Martinsicuro, in tanti lasciano i loro ombrelloni vicino alla battigia tutta l’estate Quest’anno non ci sono stati i blitz delle autorità per scoraggiare il fenomeno
MARTINSICURO. Anche quest’anno sulle spiagge libere di Martinsicuro ci sono i furbetti che posizionano i loro ombrelloni, quasi tutti in prima fila, senza mai portarli via a fine giornata come dispone l’ordinanza della Capitaneria di porto, ma lasciandoli sull’arenile per poi toglierli a fine stagione. Tra i furbetti ci sono tanti che ancorano all’ombrellone anche l’attrezzatura da spiaggia: lettini, sedie a sdraio, salvagenti e giochi per bambini. «È la solita maleducazione che ogni anno dilaga in alcune spiagge libere di Martinsicuro in barba alle regole», il commento di un turista, «e visto che le spiagge libere diminuiscono di anno in anno, i problemi che creano si fanno sentire sempre più».
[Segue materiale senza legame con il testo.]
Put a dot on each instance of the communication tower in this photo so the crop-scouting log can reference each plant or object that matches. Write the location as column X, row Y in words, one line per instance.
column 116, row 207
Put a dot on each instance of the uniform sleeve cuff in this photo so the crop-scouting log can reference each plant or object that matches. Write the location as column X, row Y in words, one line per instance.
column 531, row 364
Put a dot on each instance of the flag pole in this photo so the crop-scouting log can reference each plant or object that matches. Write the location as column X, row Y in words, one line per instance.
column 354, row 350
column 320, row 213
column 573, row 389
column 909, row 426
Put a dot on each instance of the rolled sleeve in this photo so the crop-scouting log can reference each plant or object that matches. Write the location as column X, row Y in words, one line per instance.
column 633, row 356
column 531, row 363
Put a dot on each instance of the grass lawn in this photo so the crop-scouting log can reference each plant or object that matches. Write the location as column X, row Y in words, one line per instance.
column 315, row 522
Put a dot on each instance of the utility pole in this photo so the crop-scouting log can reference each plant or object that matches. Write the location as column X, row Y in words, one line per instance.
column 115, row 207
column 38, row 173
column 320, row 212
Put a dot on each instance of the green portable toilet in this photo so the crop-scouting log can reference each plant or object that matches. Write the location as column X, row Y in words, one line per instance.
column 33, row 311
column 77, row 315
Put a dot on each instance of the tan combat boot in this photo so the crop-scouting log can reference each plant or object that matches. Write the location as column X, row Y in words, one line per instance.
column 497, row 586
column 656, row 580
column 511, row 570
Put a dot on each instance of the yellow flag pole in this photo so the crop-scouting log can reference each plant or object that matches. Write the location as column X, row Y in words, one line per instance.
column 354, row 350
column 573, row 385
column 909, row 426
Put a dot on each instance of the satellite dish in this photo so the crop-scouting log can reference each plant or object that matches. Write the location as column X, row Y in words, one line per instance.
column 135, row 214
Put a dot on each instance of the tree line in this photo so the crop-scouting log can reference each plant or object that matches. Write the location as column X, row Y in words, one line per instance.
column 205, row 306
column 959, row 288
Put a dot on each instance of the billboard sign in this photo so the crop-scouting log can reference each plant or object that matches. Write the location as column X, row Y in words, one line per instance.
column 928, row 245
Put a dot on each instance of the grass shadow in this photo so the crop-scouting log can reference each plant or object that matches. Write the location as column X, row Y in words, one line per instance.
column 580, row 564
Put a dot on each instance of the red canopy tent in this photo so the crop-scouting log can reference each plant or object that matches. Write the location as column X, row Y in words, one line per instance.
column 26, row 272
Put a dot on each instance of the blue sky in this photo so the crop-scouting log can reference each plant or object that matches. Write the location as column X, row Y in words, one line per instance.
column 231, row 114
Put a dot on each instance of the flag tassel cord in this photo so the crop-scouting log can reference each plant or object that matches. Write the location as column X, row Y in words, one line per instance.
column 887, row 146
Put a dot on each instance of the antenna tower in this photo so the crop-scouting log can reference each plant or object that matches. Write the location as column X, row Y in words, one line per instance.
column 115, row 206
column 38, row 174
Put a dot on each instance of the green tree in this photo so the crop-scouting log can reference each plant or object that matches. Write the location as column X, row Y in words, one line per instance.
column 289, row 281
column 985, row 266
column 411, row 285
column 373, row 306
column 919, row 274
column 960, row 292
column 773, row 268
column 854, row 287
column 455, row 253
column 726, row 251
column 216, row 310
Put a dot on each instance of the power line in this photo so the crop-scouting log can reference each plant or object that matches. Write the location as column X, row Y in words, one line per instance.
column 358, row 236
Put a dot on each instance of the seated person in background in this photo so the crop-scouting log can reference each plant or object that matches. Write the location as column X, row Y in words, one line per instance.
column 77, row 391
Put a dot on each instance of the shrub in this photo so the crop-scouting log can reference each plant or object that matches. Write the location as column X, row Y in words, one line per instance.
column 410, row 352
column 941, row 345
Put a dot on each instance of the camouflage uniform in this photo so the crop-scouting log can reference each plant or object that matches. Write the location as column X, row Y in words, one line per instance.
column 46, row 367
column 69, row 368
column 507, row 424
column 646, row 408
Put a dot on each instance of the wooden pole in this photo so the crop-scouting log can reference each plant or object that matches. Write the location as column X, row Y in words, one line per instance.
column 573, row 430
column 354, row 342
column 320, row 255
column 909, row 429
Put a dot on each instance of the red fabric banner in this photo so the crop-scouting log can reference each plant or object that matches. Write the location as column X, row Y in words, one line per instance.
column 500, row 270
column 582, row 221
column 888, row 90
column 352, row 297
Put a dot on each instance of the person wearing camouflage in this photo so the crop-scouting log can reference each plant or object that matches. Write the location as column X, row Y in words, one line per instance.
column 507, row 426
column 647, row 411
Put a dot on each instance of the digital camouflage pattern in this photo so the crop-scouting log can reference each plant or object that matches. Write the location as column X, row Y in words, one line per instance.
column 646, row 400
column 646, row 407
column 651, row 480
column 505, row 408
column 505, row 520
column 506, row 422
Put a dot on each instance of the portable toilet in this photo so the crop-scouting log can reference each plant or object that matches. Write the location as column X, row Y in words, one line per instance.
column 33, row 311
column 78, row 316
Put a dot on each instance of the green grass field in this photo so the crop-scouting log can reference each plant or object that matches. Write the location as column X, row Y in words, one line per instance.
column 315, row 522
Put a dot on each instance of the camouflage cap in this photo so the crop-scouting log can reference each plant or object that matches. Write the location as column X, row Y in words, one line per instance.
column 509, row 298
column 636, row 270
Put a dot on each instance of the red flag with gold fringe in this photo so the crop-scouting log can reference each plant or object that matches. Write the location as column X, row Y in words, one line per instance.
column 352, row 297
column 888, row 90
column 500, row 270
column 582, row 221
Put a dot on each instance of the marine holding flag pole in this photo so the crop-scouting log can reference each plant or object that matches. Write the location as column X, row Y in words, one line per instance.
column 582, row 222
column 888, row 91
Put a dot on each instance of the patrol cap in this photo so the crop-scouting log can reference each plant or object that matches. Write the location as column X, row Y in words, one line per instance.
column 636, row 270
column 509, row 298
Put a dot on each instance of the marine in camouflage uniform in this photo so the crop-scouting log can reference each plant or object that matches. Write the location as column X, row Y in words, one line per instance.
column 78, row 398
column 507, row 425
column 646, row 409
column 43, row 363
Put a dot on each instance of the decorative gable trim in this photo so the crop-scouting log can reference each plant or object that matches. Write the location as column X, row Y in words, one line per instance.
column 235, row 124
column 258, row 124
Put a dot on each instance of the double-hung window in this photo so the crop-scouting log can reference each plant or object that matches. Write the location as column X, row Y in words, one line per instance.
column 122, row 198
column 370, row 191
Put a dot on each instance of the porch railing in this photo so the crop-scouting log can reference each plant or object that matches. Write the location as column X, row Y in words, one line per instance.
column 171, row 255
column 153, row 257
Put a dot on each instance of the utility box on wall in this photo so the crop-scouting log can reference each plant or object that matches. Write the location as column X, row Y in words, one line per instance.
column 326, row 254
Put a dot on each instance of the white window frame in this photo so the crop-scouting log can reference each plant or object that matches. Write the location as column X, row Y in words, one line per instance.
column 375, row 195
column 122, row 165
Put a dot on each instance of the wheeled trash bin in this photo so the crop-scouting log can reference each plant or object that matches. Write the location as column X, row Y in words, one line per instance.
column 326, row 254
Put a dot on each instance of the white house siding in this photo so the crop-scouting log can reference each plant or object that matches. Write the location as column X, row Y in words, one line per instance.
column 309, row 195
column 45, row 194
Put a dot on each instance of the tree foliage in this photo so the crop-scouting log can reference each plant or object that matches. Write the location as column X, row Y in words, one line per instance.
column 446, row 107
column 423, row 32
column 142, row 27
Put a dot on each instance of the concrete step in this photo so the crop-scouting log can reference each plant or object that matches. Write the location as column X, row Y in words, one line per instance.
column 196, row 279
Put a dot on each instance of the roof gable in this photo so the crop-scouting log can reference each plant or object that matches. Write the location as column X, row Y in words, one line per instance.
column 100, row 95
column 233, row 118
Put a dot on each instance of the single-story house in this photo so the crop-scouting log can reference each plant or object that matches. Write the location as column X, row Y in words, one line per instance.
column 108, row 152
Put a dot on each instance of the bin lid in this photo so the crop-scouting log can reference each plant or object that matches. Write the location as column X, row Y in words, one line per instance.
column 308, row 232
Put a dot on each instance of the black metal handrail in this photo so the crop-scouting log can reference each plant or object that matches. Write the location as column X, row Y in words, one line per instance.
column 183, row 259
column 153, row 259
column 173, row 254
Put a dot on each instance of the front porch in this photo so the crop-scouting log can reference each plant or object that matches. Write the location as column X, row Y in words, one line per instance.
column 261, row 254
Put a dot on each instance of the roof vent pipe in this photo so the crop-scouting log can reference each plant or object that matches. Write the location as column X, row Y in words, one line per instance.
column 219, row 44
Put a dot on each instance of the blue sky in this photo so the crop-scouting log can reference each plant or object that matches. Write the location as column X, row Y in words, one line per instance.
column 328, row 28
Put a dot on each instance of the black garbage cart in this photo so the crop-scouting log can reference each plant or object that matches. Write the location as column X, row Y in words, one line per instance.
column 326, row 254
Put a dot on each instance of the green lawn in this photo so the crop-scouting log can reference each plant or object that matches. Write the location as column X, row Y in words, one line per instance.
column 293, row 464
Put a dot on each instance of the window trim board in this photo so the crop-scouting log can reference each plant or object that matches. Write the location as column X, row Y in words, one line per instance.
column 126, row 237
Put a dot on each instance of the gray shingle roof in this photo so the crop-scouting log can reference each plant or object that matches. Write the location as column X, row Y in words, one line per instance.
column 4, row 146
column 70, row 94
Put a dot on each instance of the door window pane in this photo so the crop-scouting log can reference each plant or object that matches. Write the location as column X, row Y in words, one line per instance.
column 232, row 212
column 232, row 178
Quest’anno non è stato effettuato alcun blitz con il sequestro delle attrezzature per scoraggiare questi soggetti che si appropriano dell’arenile pubblico come fosse privato. Negli anni scorsi erano abbastanza frequenti gli interventi delle forze dell’ordine – carabinieri, polizia municipale e uomini della Capitaneria di porto – che, supportati dagli operai del Comune con mezzi meccanici, di notte facevano la pulizia delle spiagge libere portando via centinaia e centinaia di ombrelloni e attrezzature da mare. Di sicuro tra i frequentatori delle spiagge libere, visto il ripetersi sistematico del fenomeno di occupazione abusiva dell’arenile, non c’è alcun timore di questi interventi delle autorità. «Il costo dell’ombrellone», dice un altro turista, «è minimo rispetto al costo di un posto nelle prime file nelle concessioni. Un signore mi ha detto chiaramente che se portano via e sequestrano il suo ombrellone non ci sono problemi, ne prende un altro e lo piazza sempre a ridosso della battigia».
Nel frattempo, in questo Far west balneare, c’è chi pratica una giustizia “fai da te” e quando va in spiaggia e trova la zona più vicina al mare occupata dagli abusivi rimuove uno degli ombrelloni lasciati dai furbetti e ci piazza il suo.